Anya Joy Papciak Taken on 9/15/2020 at exactly two weeks old
I’m going through all the photos I took this year. It’s not a ton because I spent almost the entire year either being pregnant (and nauseous, exhausted, and hospitalized for hypertension) or having a brand new baby (in and out of NICU). Two days after Anya came home from the hospital, I attempted newborn photos, which I’d always planned to do myself. Of course I hadn’t planned for her to be in NICU almost two weeks. I was wildly disappointed with the results I got. It was already going to be hard enough as I am NOT a newborn photographer. But what I managed left me deeply, deeply depressed.
Ryan, Grayson, and Anya Papciak taken 9/19/2020 two days before her due date
Ryan and Grayson helped me out with the accompanying group shot I took weeks later. Another almost disaster. The day I took the above photo, the group shot ended up irreparable underexposed. I imagined a photo that would go above our mantel of all three children. The results I achieved were not mantel worthy. So what did I do? Well at first I definitely cried about it. I feel OK about this – women spend a lot of time postpartum crying about much less. I felt uncharacteristically moody and nothing could be done about it. So what did I do next? I REATTEMPTED. I waited a week, dressed my saints of sons in their match J Crew shirts, and fixed my light by replacing the damn battery.

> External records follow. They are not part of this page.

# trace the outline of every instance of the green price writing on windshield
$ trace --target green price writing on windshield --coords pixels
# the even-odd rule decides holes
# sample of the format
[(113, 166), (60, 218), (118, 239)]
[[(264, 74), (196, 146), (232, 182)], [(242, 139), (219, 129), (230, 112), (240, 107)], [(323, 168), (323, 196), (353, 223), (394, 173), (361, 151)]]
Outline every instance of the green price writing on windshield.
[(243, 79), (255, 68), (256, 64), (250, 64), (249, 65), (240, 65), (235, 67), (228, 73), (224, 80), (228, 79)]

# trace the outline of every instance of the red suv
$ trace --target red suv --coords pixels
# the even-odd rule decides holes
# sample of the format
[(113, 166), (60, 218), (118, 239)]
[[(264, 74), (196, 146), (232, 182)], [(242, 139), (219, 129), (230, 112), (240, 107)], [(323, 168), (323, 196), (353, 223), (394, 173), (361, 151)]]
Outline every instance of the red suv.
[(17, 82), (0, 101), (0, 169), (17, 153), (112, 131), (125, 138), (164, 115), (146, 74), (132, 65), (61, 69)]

This photo resulted. Also not perfect, but an immortalization of the first time my boys held their baby sister for a professional photo. I immediately printed it to canvas and hung it above our mantel. Truthfully I spent months imagining it, and maybe I shouldn’t have. I think as moms we are so hard on ourselves. A lot of us try to be such overachievers and perfectionists when it comes to our kids. (I practically melt down every time I attempt a birthday cake. Ironically, this year is the first I have ever felt I achieved something super amazing. Grayson wanted a zombie unicorn came and I freaking nailed it.)
I must remind myself almost constantly that perfection is not the goal. I can’t be, because you will end up disappointed a lot of the time. These photographs exist, and that is what matters. I will still love them years from now when these babies are way too big. I’m grateful for them. (The photos and the babies!)